There were no reported human cases of Eastern equine encephalitis, a more deadly mosquito-borne virus, and no findings of EEE in the mosquitoes sampled from around the state.
Traditionally, West Nile virus has thrived in urban environments, where the culex species of mosquito (the primary carrier of the virus) breeds in the dirty, shallow water of catch basins, old tires, empty plastic containers, and other man-made items that hold dirty, shallow water.
“This year we’re finding [WNV samples] everywhere we look,” Brown said. “It’s a different pattern than we’re used to seeing.”
As always, experts believe the numbers are driven by weather, in this case a hot summer featuring significant rain events.
“Heat really draws the virus,” said Brian Farless, superintendent of both the Suffolk County and East Middlesex Mosquito Control projects, which treat about 100,000 catch basins to try to control the population in 28 communities, including Boston.
Brown was hopeful that there would continue to be no EEE findings, a continuation of an historical trend of on-again, off-again EEE. There was seven human EEE cases in 2012, and no human cases since 2013.
In 2017, there were six human cases of West Nile virus identified in Massachusetts.
West Nile virus can infect people of all ages, but people over 50 are at higher risk for severe disease, according to public health officials. Symptoms tend to include fever and flu-like illness, but in rare cases more severe illness can occur. Most people who are infected have no symptoms.
To prevent infection, officials recommend using mosquito repellent with an EPA-registered ingredient; being aware of peak mosquito activity from dusk until dawn; and wearing long sleeves, pants and socks.

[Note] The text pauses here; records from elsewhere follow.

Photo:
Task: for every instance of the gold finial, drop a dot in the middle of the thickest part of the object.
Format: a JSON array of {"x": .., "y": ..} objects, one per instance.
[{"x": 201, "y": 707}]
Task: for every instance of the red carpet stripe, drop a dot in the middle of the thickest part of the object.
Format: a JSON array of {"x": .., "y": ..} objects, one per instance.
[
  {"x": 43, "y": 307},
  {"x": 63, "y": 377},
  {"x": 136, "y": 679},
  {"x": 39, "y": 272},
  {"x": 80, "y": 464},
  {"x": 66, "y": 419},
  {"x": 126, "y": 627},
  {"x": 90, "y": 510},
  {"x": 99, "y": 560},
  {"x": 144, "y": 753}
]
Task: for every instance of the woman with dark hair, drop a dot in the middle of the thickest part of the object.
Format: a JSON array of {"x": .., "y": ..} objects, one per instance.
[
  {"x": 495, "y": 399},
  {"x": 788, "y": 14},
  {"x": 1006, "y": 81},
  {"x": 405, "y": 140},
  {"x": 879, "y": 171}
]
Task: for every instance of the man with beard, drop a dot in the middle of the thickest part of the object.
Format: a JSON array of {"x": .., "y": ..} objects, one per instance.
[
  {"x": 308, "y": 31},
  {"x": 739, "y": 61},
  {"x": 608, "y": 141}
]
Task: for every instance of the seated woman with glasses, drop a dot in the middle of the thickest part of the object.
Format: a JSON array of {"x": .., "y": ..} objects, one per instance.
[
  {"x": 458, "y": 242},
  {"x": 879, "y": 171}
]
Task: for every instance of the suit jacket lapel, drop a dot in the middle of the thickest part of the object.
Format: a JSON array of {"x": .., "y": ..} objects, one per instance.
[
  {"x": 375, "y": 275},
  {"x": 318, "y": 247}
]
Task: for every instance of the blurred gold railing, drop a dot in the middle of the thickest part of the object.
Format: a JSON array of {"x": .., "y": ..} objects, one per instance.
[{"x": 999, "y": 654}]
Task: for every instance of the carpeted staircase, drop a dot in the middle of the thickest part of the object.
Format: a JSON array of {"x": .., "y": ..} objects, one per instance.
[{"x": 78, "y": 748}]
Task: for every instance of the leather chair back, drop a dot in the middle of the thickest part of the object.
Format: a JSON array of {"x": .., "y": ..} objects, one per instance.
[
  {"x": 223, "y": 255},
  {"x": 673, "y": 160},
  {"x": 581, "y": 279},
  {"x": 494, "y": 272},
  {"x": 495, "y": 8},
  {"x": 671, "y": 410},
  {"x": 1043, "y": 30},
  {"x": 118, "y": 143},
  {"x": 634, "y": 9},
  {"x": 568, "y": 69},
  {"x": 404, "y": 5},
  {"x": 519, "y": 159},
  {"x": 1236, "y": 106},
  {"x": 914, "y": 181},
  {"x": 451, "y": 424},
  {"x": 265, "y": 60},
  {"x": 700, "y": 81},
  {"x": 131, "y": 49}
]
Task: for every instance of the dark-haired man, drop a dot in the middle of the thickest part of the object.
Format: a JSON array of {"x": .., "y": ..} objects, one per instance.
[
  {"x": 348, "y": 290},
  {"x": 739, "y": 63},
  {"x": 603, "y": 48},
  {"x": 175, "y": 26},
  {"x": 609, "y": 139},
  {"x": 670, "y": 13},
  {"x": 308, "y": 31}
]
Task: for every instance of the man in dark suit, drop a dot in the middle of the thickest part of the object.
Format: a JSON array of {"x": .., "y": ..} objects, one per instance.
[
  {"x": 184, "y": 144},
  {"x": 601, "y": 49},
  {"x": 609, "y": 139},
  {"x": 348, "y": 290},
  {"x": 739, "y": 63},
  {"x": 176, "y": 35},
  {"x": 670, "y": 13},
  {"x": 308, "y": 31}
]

They can also drain gutters, flower pots, etc.; change the water in bird baths; and install/repair window screens. More can be found at mass.gov/dph/mosquito or by calling 617-983-6800.
“In my mind, it’s like when it’s 10 degrees in the winter, you put on your coat and hat to prevent frostbite,” said John Morris, public health director in Amesbury and Salisbury and chairman of the Northeast Massachusetts Mosquito Control and Wetlands Management District. “In the summer, you’ve got to protect yourself in a different way.”